Numa estreia com cara de nostalgia, a TV Globo exibiu na noite de ontem o primeiro episódio de “Cidade dos Homens”, que retorna à grade no formato de minissérie de quatro capítulos. A nova versão apresenta a dupla ainda inseparável Laranjinha (Darlan Cunha) e Acerola (Douglas Silva) lidando com os dilemas da paternidade e da vida adulta. Muitos flashbacks e referências às antigas temporadas podem ser aguardadas pelo público, como visto já neste primeiro episódio, chamado de “Pais e Filhos”. Apesar das novidades, é importante lembrar que as velhas questões permanecem.
Na primeira metade dos anos 2000, “Cidade dos Homens” botou a juventude favelada nas telas da rede de TV mais vista do país. Era o auge do chamado favela movie, gênero cinematográfico em alta pós Cidade de Deus. Cineastas, roteiristas e produtores renomados do cinema nacional, como o próprio diretor Fernando Meirelles, estiveram por trás da série, que durou quatro temporadas. O sucesso tornou nacionalmente conhecidos Darlan Cunha e Douglas Silva, crias da Kelson’s e do Catumbi com passagens pelo grupo Nós do Morro, atuante há 30 anos no Vidigal.
Com uma montagem ágil, a série “Cidade dos Homens” trazia temas fundamentais ainda hoje, como a violência urbana e as dificuldades de ser pobre, negro, jovem e sem oportunidades em uma selva de pedra como o Rio de Janeiro. A gravidez na adolescência, problema de saúde pública que parece insolúvel nas favelas e periferias do Brasil inteiro, é o ponto de interseção entre a série de 12 anos atrás e a minissérie dos tempos atuais, já que Acerola e Laranjinha agora são pais.
Uma década e meia significa nada para a História. Ou seja, daqueles tempos, ainda faz parte da rotina do favelado o cotidiano de luta diária, falta de estrutura e planejamento urbano e dificuldade de acesso a serviços como saúde pública e saneamento básico. Mas houve mudanças importantes. O Laranjinha e o Acerola do passado não viram a pacificação, o crack, as milícias, a quase morte dos bailes funk de favela, os resultados da política de cotas que tornou possível que favelados que pudessem entrar nas universidades públicas e como bolsistas das universidades privadas. Porém, também não conheciam palavras como “empoderamento”, “tombamento”, “smartphone” e “Facebook”. Mais que só lutar para existir, vivemos um tempo durante a última década em que o favelado, enfim, ganhou o direito de pensar por si próprio. Vamos acompanhar se até sexta-feira, quando vai ao ar o último capítulo, a minissérie vai chegar a tratar disso, que é a vanguarda da periferia contemporânea.

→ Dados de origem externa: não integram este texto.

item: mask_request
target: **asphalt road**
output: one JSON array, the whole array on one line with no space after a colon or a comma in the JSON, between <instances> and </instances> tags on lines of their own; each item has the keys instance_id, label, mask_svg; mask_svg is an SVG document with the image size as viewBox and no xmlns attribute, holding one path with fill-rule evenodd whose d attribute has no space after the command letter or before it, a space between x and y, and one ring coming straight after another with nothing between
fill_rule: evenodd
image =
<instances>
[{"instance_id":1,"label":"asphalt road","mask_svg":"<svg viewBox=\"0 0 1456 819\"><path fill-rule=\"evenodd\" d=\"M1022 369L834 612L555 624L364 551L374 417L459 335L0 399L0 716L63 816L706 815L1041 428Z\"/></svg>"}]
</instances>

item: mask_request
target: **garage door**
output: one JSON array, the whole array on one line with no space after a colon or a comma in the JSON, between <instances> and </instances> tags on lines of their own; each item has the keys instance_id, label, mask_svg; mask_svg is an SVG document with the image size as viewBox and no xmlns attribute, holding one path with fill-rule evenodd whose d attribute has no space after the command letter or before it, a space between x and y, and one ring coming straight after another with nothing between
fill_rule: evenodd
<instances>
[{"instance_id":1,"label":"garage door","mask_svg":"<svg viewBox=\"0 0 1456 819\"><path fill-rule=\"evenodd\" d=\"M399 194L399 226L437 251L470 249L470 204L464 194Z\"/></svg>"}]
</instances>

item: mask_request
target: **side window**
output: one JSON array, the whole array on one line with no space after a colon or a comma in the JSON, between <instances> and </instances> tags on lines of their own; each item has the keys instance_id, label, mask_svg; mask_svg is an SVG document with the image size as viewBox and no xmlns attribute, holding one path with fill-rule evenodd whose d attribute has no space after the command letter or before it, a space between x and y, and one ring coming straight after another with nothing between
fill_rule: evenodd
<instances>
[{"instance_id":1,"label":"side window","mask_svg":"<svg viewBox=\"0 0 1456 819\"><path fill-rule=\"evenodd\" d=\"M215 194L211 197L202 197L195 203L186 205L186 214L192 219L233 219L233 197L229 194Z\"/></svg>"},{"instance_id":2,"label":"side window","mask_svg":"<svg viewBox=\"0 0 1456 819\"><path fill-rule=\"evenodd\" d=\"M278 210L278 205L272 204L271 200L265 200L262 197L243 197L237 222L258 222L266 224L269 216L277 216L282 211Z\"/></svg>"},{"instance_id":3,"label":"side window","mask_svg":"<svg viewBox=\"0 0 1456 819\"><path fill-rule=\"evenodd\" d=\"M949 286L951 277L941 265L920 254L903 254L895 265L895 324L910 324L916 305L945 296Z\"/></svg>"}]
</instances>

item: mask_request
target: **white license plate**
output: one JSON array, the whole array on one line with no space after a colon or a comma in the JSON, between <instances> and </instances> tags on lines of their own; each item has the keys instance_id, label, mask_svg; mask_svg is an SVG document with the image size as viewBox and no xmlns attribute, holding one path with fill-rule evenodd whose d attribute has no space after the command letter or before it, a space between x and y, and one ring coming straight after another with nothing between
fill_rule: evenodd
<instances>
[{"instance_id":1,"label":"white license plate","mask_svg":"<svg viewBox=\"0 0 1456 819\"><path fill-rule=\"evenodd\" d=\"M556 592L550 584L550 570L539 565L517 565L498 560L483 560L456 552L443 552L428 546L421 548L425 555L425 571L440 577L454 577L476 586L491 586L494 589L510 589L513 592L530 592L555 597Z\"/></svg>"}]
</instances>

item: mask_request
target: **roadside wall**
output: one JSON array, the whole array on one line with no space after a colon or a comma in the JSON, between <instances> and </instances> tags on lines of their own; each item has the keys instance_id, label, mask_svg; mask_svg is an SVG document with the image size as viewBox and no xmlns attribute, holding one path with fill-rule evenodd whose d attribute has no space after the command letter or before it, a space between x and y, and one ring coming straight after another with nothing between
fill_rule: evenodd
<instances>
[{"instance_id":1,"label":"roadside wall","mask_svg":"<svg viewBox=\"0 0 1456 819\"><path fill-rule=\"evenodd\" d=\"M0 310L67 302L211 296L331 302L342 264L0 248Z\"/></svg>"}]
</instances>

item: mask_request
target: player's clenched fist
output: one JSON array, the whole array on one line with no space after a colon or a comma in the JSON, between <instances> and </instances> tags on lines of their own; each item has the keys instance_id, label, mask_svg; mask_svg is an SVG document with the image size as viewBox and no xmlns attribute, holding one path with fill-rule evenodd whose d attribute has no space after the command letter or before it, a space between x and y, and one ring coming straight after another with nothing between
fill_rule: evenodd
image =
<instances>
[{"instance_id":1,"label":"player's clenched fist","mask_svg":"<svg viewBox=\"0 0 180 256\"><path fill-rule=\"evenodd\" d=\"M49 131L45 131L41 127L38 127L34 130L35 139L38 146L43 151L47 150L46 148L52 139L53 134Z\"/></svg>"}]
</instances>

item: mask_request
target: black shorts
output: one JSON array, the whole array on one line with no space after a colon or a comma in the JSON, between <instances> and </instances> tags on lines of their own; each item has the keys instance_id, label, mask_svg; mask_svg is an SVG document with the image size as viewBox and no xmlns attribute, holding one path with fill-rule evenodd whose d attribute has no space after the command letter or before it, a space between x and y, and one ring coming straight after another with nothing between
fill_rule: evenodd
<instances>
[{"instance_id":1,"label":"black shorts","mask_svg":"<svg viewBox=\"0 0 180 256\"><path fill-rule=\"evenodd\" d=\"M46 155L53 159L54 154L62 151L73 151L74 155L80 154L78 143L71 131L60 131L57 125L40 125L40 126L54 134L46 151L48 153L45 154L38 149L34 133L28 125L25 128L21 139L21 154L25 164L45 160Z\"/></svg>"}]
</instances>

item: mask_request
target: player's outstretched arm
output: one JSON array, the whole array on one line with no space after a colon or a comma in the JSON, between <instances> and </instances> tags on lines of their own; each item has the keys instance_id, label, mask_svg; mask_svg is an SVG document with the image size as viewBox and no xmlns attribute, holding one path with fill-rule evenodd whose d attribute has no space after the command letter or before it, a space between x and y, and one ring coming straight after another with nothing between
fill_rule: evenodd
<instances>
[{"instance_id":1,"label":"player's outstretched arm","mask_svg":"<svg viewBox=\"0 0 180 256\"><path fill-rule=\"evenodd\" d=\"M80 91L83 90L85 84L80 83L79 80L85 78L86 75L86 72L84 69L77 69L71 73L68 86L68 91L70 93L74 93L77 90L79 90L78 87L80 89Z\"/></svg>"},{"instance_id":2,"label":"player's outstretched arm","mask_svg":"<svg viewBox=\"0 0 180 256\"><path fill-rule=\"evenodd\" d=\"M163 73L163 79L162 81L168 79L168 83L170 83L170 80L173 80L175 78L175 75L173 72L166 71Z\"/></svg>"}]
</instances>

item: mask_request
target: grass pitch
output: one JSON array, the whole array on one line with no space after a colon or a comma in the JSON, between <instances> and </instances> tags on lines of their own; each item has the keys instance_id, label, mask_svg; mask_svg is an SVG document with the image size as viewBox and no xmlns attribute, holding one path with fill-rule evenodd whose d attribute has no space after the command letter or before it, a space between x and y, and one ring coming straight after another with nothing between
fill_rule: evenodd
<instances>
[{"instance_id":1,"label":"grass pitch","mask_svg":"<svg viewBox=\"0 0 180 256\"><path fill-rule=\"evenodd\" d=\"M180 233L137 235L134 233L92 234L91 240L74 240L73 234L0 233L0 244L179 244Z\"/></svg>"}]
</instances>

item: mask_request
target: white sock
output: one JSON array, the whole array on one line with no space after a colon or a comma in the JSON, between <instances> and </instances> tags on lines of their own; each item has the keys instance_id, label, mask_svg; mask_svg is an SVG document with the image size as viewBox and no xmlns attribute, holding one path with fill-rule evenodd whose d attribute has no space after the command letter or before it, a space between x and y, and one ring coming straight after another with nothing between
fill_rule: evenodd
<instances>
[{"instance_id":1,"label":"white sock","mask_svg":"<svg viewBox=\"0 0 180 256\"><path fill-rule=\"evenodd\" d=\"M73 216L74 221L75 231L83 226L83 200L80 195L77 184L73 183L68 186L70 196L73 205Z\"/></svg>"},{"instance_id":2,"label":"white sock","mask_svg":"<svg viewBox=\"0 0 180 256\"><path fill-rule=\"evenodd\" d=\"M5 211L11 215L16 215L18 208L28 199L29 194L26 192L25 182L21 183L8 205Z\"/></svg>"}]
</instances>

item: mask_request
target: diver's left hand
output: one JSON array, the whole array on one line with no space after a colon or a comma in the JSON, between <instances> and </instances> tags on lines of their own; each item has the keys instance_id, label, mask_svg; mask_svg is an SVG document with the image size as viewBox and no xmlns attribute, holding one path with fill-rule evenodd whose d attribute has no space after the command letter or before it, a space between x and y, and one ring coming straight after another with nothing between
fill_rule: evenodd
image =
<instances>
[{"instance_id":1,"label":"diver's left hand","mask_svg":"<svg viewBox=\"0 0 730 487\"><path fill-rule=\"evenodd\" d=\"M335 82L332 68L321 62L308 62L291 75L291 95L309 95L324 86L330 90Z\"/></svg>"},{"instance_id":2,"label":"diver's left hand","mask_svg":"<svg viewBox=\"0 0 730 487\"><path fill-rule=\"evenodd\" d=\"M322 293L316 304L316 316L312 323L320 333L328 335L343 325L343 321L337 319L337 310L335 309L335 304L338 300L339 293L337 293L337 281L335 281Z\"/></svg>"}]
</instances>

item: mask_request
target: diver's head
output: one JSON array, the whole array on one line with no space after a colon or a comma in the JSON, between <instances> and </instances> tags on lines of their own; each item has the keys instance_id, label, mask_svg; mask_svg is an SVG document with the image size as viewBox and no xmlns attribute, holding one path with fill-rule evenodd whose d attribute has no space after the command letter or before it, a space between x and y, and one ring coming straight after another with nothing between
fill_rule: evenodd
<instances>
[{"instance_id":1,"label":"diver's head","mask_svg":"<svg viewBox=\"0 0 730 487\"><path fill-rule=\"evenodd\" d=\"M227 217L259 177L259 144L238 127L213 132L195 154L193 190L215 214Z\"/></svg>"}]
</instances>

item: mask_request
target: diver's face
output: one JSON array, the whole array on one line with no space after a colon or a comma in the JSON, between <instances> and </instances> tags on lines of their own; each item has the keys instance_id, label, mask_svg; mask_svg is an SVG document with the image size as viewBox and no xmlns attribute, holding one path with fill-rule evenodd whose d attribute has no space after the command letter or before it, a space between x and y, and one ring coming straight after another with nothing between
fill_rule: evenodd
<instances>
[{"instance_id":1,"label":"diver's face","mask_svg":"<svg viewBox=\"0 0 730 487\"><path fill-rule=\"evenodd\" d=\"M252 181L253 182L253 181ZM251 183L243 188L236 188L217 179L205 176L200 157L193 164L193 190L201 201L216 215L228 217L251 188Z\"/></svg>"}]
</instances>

O presente de crise econômica, retração de investimentos e retrocessos sociais prenunciam dias difíceis para quem mora na favela. Repressão, falta de oportunidades, condições precárias de moradia, educação de pior qualidade, hospitais super lotados? Nada de novo no front, infelizmente. Mas o que é ruim soa cada vez pior até mesmo para os menos pessimistas. Por outro lado, experiências inéditas como as políticas afirmativas na redução da pobreza e das desigualdades, a ampliação do acesso a educação e tecnologia e até mesmo as UPPs (e todas as suas ressalvas, é sempre bom lembrar, claro) mudaram a cara das comunidades e também o caminho de muita gente. Agora, é torcer para que os danos não sejam tão extensos e que mais pessoas ainda possam ser beneficiadas, mesmo diante de governos de homens brancos, velhos, ricos e caretas.
O futuro a Deus pertence. Em mais 12 anos, onde estarão os filhos dos tantos Acerolas e Laranjinhas das nossas favelas? Ninguém pode prever. Mas uma coisa é certa. Continuaremos a exercitar aquilo que sabemos fazer de melhor: sobreviver.